Tidak hanya itu, genangan air juga telah menyebabkan Jalan Simpang Perak menuju Kelurahan Pelalawan, Kecamatan Pelalawan menjadi longsor. Kondisi banjir ini pun menjadi viral di media sosial.
Pantauan Riaupos.co di lapangan, badan Jalan Simpak Perak, Kecamatan Pangkalankerinci direndam banjir dengan tinggi permukaan air mencapai 50 sentimeter atau setinggi lutut orang dewasa.
Genangan air yang merendam badan jalan tersebut menyebabkan kondisi permukaan badan jalan menjadi lunak.
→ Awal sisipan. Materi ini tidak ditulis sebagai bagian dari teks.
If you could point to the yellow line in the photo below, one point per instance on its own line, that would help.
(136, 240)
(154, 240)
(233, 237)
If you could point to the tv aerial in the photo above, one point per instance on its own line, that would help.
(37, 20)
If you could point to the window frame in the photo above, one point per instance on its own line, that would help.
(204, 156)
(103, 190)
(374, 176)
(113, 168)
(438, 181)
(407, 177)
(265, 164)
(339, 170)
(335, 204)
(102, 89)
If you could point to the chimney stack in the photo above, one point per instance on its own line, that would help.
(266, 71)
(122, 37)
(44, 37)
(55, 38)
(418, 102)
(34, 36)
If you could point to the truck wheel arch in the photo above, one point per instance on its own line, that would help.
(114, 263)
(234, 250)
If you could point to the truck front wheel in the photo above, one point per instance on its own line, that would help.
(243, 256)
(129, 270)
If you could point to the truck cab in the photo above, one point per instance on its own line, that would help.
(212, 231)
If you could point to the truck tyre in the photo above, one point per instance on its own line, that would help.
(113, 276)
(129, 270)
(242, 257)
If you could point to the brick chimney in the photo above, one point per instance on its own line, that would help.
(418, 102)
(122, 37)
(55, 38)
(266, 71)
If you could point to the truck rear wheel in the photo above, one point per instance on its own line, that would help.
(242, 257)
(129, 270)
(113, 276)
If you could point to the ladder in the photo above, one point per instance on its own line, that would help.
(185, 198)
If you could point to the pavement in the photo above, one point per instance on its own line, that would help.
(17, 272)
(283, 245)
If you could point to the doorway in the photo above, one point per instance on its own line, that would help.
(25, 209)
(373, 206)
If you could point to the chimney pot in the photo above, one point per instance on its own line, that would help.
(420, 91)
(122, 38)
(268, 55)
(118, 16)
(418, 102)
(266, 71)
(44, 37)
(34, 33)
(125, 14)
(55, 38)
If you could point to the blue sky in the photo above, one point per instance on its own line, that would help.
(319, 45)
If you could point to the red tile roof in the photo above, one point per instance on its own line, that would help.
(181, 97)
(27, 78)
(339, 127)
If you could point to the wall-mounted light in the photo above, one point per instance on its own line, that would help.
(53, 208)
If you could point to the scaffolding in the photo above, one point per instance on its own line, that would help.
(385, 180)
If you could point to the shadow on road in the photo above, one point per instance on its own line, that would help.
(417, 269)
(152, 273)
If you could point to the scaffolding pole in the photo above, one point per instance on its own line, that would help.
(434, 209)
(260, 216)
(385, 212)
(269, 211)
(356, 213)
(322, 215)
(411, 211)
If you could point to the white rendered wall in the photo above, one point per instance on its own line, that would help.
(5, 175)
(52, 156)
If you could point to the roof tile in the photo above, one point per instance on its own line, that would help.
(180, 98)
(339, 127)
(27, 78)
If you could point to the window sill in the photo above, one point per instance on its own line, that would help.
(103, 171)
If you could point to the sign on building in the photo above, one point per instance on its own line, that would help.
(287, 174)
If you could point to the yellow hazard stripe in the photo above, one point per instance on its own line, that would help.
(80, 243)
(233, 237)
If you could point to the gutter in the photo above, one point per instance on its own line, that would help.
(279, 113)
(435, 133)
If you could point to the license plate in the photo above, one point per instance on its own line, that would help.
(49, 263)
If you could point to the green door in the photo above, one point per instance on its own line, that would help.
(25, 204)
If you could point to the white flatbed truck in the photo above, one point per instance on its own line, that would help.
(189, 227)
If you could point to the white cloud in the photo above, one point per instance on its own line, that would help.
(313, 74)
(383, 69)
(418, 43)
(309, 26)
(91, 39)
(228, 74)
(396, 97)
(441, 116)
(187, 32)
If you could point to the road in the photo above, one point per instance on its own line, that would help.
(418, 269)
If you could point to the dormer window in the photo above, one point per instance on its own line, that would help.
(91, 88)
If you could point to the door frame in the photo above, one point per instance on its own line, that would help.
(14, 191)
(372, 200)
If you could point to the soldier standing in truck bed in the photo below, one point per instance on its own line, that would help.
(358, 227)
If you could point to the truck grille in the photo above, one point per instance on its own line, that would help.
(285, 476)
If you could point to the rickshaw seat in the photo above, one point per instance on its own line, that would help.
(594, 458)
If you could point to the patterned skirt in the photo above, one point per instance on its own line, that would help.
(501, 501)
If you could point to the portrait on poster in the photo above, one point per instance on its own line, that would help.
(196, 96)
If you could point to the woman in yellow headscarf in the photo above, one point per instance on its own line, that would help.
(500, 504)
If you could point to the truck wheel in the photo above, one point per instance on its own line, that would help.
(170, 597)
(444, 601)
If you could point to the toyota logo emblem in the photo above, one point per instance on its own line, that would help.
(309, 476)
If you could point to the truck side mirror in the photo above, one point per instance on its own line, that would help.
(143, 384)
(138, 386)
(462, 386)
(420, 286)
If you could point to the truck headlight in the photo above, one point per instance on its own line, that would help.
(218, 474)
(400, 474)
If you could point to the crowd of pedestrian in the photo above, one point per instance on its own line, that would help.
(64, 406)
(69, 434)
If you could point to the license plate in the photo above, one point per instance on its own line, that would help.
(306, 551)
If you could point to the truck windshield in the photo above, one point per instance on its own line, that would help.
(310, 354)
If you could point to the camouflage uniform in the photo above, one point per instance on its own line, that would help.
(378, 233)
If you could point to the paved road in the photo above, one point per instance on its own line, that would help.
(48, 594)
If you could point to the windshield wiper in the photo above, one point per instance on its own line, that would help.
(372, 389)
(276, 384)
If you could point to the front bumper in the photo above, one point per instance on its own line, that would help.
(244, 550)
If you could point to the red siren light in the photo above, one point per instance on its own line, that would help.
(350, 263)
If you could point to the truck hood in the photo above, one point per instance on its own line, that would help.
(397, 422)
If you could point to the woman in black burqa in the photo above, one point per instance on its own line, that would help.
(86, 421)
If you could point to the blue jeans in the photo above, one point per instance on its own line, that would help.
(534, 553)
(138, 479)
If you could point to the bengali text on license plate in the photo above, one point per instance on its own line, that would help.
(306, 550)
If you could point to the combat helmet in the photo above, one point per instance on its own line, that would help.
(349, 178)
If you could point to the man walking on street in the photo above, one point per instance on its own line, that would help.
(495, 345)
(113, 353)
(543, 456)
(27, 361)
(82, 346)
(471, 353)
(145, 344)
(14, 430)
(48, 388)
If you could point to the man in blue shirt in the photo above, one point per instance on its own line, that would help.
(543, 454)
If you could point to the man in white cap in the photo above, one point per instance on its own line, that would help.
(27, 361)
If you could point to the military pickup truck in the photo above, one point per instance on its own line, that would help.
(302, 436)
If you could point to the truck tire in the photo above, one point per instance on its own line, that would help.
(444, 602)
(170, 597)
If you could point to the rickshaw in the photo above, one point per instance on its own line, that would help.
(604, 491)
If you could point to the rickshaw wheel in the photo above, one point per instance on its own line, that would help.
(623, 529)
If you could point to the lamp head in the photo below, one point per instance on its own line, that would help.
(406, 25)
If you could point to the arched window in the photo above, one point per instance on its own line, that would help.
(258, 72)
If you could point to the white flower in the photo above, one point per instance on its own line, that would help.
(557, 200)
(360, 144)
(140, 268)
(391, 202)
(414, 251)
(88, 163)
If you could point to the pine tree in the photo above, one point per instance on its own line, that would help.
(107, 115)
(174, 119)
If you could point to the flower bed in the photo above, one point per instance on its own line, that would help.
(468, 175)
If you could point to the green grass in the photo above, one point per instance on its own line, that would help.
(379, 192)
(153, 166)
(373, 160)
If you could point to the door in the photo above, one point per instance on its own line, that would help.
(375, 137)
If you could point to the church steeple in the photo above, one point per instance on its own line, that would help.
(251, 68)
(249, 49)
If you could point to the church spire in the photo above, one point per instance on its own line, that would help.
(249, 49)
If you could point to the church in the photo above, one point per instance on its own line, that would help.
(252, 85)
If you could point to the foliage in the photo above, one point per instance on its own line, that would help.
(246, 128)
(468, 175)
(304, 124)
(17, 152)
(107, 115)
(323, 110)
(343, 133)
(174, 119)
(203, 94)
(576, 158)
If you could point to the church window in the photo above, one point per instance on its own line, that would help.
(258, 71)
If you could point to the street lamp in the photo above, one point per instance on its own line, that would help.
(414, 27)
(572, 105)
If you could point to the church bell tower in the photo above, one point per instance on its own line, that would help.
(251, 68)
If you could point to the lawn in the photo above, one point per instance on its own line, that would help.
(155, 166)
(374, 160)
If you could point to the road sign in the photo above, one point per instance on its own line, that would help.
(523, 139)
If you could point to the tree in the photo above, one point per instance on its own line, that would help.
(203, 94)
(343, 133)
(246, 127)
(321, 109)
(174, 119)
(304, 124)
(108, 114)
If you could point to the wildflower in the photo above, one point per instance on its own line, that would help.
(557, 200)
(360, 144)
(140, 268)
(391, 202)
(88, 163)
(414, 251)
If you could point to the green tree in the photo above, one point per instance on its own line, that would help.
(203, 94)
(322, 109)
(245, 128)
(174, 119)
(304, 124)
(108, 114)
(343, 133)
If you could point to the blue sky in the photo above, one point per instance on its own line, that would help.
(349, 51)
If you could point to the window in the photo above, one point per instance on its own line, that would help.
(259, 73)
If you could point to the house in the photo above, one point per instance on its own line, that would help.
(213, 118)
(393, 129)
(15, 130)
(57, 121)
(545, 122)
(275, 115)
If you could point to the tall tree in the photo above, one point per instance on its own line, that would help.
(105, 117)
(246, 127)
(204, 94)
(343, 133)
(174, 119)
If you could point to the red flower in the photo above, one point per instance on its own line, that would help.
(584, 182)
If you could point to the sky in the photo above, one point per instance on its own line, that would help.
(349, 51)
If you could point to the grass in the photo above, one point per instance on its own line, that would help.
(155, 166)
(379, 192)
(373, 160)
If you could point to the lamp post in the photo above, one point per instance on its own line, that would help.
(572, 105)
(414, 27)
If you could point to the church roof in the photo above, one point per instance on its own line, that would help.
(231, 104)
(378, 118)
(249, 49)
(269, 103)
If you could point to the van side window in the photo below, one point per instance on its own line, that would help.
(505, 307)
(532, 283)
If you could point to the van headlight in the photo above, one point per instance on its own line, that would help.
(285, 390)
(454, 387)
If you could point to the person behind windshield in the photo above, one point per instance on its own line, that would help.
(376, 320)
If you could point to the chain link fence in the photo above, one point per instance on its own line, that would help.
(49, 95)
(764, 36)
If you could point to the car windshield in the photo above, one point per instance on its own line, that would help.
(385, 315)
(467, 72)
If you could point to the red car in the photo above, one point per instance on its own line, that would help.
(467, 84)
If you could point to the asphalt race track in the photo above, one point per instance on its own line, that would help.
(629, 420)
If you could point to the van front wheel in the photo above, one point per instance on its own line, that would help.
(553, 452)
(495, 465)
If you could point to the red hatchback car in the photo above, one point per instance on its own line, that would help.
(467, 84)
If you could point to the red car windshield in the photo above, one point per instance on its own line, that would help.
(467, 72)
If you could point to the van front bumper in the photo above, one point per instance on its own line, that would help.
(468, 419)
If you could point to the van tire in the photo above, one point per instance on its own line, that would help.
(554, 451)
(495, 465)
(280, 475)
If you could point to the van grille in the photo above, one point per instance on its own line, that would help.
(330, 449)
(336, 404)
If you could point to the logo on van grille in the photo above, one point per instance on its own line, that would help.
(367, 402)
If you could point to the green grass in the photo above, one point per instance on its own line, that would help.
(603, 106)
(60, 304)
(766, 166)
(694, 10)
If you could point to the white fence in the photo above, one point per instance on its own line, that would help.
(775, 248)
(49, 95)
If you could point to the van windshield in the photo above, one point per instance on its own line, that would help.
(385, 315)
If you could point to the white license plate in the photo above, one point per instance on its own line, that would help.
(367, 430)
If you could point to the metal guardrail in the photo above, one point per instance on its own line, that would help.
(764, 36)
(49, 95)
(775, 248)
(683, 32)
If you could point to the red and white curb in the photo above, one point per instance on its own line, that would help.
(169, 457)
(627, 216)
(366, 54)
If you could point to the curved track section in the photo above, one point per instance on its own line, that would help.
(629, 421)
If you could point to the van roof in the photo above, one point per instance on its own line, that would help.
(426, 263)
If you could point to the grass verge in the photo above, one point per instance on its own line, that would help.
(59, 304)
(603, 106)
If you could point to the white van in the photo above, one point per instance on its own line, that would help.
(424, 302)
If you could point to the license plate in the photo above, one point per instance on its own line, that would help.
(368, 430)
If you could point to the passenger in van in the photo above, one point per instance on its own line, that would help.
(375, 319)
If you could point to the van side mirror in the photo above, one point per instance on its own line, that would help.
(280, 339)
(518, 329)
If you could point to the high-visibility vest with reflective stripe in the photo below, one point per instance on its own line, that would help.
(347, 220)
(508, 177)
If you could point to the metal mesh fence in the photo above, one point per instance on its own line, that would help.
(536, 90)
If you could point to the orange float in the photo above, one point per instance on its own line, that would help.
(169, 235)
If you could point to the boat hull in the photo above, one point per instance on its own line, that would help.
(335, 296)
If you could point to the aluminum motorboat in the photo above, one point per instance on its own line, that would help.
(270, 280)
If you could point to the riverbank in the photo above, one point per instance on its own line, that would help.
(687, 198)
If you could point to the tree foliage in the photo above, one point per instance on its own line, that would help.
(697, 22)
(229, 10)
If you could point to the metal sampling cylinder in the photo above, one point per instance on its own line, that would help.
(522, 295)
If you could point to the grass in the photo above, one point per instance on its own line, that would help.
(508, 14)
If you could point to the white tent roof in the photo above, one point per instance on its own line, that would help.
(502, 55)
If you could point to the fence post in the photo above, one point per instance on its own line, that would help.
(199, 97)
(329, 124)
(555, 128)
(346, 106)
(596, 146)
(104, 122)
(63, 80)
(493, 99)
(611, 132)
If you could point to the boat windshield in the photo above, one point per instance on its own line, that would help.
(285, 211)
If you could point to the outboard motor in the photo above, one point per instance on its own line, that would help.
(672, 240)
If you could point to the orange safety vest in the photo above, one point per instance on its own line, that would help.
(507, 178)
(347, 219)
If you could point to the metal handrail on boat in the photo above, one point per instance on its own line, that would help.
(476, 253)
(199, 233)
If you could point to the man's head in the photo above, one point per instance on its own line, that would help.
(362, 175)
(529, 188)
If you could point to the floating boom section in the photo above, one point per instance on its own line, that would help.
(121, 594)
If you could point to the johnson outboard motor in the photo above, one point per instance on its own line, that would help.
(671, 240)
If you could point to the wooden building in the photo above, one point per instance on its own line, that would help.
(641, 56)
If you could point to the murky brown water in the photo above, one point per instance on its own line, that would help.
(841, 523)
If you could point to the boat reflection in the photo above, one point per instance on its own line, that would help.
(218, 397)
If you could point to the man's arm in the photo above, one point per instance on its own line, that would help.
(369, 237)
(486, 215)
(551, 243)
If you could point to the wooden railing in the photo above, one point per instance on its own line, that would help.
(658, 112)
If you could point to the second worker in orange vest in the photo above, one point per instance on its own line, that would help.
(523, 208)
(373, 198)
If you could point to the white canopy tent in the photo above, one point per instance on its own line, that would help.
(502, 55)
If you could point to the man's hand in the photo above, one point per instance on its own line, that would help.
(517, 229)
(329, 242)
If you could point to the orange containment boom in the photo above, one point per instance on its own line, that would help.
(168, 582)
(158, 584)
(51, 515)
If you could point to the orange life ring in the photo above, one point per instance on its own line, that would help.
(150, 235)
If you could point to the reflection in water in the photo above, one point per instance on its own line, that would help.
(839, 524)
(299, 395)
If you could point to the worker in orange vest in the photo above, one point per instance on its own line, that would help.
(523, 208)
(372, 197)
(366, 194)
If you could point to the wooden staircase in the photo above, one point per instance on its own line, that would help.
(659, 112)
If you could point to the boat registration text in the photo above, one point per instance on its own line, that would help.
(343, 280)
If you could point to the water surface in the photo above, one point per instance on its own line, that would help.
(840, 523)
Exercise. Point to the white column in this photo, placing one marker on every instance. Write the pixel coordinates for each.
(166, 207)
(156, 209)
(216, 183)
Sehingga badan jalan tak mampu menampung beban tonase kendaraan yang melintas dan akhirnya longsor.
Kondisi tersebut menyebabkan arus lalu lintas menjadi terhambat hingga menyebabkan terjadinya kemacetan sepanjang 2 hingga 3 kilometer (km).
Alhasil, untuk mengantisipasi terjadinya korban jiwa dan mencegah kemacetan panjang, sejumlah personel Dinas Perhubungan (Dishub) dan Polres Pelalawan, langsung turun ke lapangan.
Di lokasi, terlihat petugas melakukan pola buka tutup jalan. Sehingga, dengan adanya upaya tersebut, secara perlahan, arus lalu lintas mulai bergerak lancar.
"Ya, jalan Simpang Perak longsor pascadiguyur hujan deras dengan durasi panjang. Yakni sejak sore hingga malam. Sehingga dengan kondisi ini, personel gabungan dari Dishub dan Polres Pelalawan, terpaksa melakukan pola buka tutup jalan untuk mengurai kemacetan," terang Yeyen, salah seorang petugas Dishub Pelalawan yang ditemui Riaupos.co dilokasi banjir Jalan Simpang Perak, Selasa (5/3/2024) malam.
Ditambahkan Yeyen, banjir tersebut dipengaruhi dampak adanya curah hujan yang turun dengan durasi cukup panjang. Tidak hanya merendam badan Jalan Simpang Perak saja, tapi banjir juga merendam sejumlah badan Jalan di ibu kota Kabupaten Pelalawan. Seperti Jalan Pemda, Jalan Akasia, Jalan Lintas Timur Kota Pangkalankerinci, serta sejumlah badan jalan lainnya di ibu kota Negeri Seiya Sekata ini.
Dan saat ini, genangan air perlahan-lahan telah mulai berangsur turun. Air dengan mayoritas ketinggian antara 30-50 cm ini, saat ini telah mulai surut.
"Alhamdulillah, kondisi banjir telah mulai berangusur turun dan surut. Sehingga aktivitas arus lalu lintas telah mulai berangsur normal. Untuk itu, kami berharap agar intensitas curah hujan tidak kembali meninggi. Sehingga banjir tidak kembali muncul dan merendam badan jalan yang tentunya akan menghambat moda transportasi," tutupnya.